Automotive News Thinks VW's Voltswagen Joke Was An Intentional Lie
The automotive publication also relates the joke to VW’s Dieselgate scandal.
Volkswagen’s April Fool’s joke last week didn’t go according to plan. According to an Automotive News report, the automaker’s marketing agency came up with the idea of rebranding Volkswagen of America to Voltswagen as a joke, and it was approved by top executives. The idea behind the plan was to bring awareness to the brand’s new ID.4 electric SUV, but the plan’s execution was the problem.
Mixed Messages
Johannes Leonardo, Volkswagen’s lead marketing agency, developed the plan weeks ago. A fake, unfinished press release about the pending name was posted on its media site for about an hour on Monday, March 29. An email with the link to the fake press release was sent to several high-profile journalists from an anonymous Gmail account.
This is where it seems the plan took a turn for the worse and why some media outlets believe VW did this to deceive journalists and/or the public. When journalists questioned VW spokesman Mark Gillies about the name change, he assured them it was a joke. Well, a day later VW posted another version of the same release that quoted Scott Keogh, Volkswagen Group of America CEO, celebrating the name Voltswagen. That obviously confused everyone.
Voltswagen Is Already Use
Internally, Voltswagen is nothing new. According to the Automotive News report, Reinhard Fischer, a senior vice president with VW Group of America who leads brand strategy, likes the name and has used it in presentations. What’s more interesting is the fact that the Voltswagen name has already been in use by the automaker in the UK since the ID.3 electric car was launched there. If Volkswagen wanted to create an EV sub-brand in the US, Voltswagen wouldn’t be that bad of an idea, but it appears they decided to make it a joke instead.

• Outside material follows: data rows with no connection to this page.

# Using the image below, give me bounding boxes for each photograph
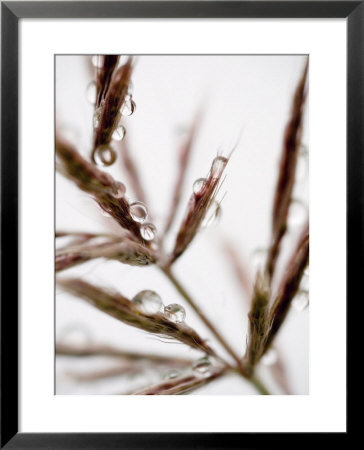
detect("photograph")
[55,54,309,395]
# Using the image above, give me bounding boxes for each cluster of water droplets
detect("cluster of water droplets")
[131,290,186,324]
[128,201,157,242]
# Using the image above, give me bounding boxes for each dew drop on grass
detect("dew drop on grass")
[120,96,136,117]
[193,178,207,195]
[164,369,181,380]
[211,156,228,178]
[201,201,221,228]
[130,202,148,223]
[93,146,117,167]
[111,182,126,199]
[112,123,126,141]
[86,81,97,104]
[292,291,309,312]
[91,55,104,68]
[192,357,212,377]
[132,290,163,314]
[261,348,278,366]
[140,223,157,241]
[287,200,307,229]
[164,303,186,323]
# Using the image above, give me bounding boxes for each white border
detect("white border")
[20,19,346,432]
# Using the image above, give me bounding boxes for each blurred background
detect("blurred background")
[56,55,309,395]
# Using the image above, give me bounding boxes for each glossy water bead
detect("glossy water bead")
[130,202,148,223]
[192,356,212,377]
[111,182,126,199]
[201,201,221,228]
[112,123,126,141]
[86,81,97,104]
[93,146,117,167]
[287,200,307,228]
[292,291,309,312]
[164,303,186,323]
[132,290,163,315]
[91,55,104,68]
[193,178,207,195]
[120,95,136,117]
[211,156,228,178]
[164,369,181,380]
[140,223,157,241]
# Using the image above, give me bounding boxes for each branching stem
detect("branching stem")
[161,266,270,395]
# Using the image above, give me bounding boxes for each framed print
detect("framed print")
[1,1,358,447]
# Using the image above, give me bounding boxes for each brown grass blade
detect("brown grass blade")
[170,154,228,263]
[56,342,194,368]
[93,58,133,155]
[56,238,155,271]
[266,60,308,281]
[95,55,120,108]
[56,137,145,242]
[244,273,271,374]
[58,278,217,357]
[133,365,227,395]
[264,221,309,352]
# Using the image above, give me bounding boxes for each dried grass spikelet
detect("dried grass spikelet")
[93,57,133,159]
[244,272,271,374]
[56,137,145,242]
[170,154,228,263]
[133,365,227,395]
[95,55,120,108]
[264,221,309,353]
[58,278,217,356]
[56,342,194,369]
[266,60,308,281]
[56,236,155,271]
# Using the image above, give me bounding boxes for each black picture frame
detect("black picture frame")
[1,1,357,448]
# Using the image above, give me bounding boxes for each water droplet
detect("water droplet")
[287,200,307,228]
[111,182,126,199]
[132,290,163,314]
[93,106,102,129]
[292,291,309,312]
[112,123,126,141]
[251,248,268,270]
[86,81,97,104]
[93,146,117,167]
[211,156,228,178]
[120,97,136,116]
[140,223,156,241]
[192,356,212,377]
[164,303,186,323]
[130,202,148,223]
[201,201,221,228]
[261,348,277,366]
[118,55,130,66]
[91,55,104,68]
[164,369,180,380]
[296,154,309,183]
[193,178,207,195]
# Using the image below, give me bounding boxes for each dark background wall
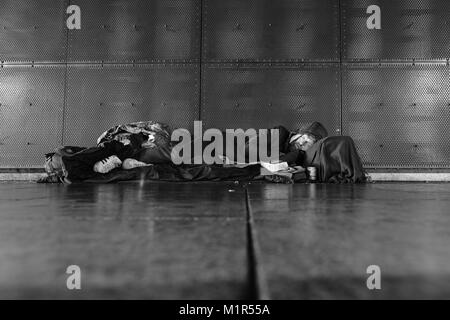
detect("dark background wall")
[0,0,449,168]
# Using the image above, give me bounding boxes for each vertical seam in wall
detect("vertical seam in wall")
[198,0,203,121]
[61,0,70,145]
[338,0,343,136]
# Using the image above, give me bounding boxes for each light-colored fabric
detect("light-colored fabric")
[289,133,302,144]
[97,121,172,149]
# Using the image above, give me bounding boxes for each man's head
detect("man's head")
[288,122,328,152]
[288,133,317,151]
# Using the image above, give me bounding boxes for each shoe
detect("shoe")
[122,158,151,170]
[93,155,122,174]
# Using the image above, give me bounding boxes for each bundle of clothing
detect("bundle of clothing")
[40,121,367,184]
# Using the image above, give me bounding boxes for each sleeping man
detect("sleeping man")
[41,121,366,184]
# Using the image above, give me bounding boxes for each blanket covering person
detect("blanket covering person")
[40,121,367,184]
[304,136,366,183]
[97,121,171,149]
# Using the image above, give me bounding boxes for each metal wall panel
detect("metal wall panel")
[342,64,450,167]
[343,0,450,61]
[0,65,65,167]
[63,64,199,147]
[203,0,339,62]
[202,64,340,133]
[0,0,68,62]
[1,0,449,169]
[67,0,200,62]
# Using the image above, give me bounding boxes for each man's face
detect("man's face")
[289,134,316,151]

Automotive News Is Not Happy
In the report, Automotive News admits the joke did generate attention but thinks it hurt the brand’s credibility:
“While marketing experts and dealers admit that the phony pronouncement and subsequent fallout did generate buzz about VW’s new EV — the ID4 — it also contradicted years of effort to restore the company’s tattered public credibility following the diesel emissions crisis.”
When Mark Gillies assured reporters the name change was a joke after saying it wasn’t, the report said the automaker lied to the public and brought up the Dieselgate scandal from 2015:
“It was, in fact, all a lie — propagated by the same company that pleaded guilty to felonies in 2017 for a long-running conspiracy of lying to regulators about how much pollution its “clean diesel” vehicles were illegally sending into the air.” “At some point internally, VW’s top management decided that the risk of brazenly misleading reporters and the public — again — was worth the potential reward. And they might be right,” the report continued.
The report also stated:
“Yet the decision to proceed with the Voltswagen stunt ran counter to years of claims that the automaker’s history of intentional falsehoods was in the past.”
Was This A Malicious Plan?
Likely not, just a plan gone terribly wrong that upset many reporters. I highly doubt VW did this out of any malice. I’m under the impression the joke didn’t go according to plan and there was likely some miscommunication between the marketing team and top executives.
Keogh admitted that “his regret with the whole incident was the execution.”
“When you light a match like this, in the environment, and it gets us, you know, as much traction as it did, you’re just not able to control everything — every phone call, every text, every email, every engagement, every back and forth,” the CEO said.” “But the idea came from a very Volkswagen place: Let’s have some fun. Let’s have a gag. Let’s show the world how crazy we are about EVs. Full stop,” he continued.
According to the report, John Luciano, former chairman for the Volkswagen Dealer Advisory Council, “thought the stunt was harmless and raised awareness of the ID4.” Karen Doyne, a crisis communications expert at Doyne Strategies, said the plan created millions of headlines and brought awareness to the automaker’s EV, and that “consumers wouldn’t find VW’s actions offensive or be “turned off” by them.” I agree with her.
If VW’s plan had a simpler execution, for example, simply posting the press release on April Fools Day (like most automaker’s do), then this probably wouldn’t have happen, but at the same time, it likely wouldn’t have gotten as much attention. VW took a gamble and got some bad press coverage, but in the end, I don’t think it hurt the brand’s image much at all.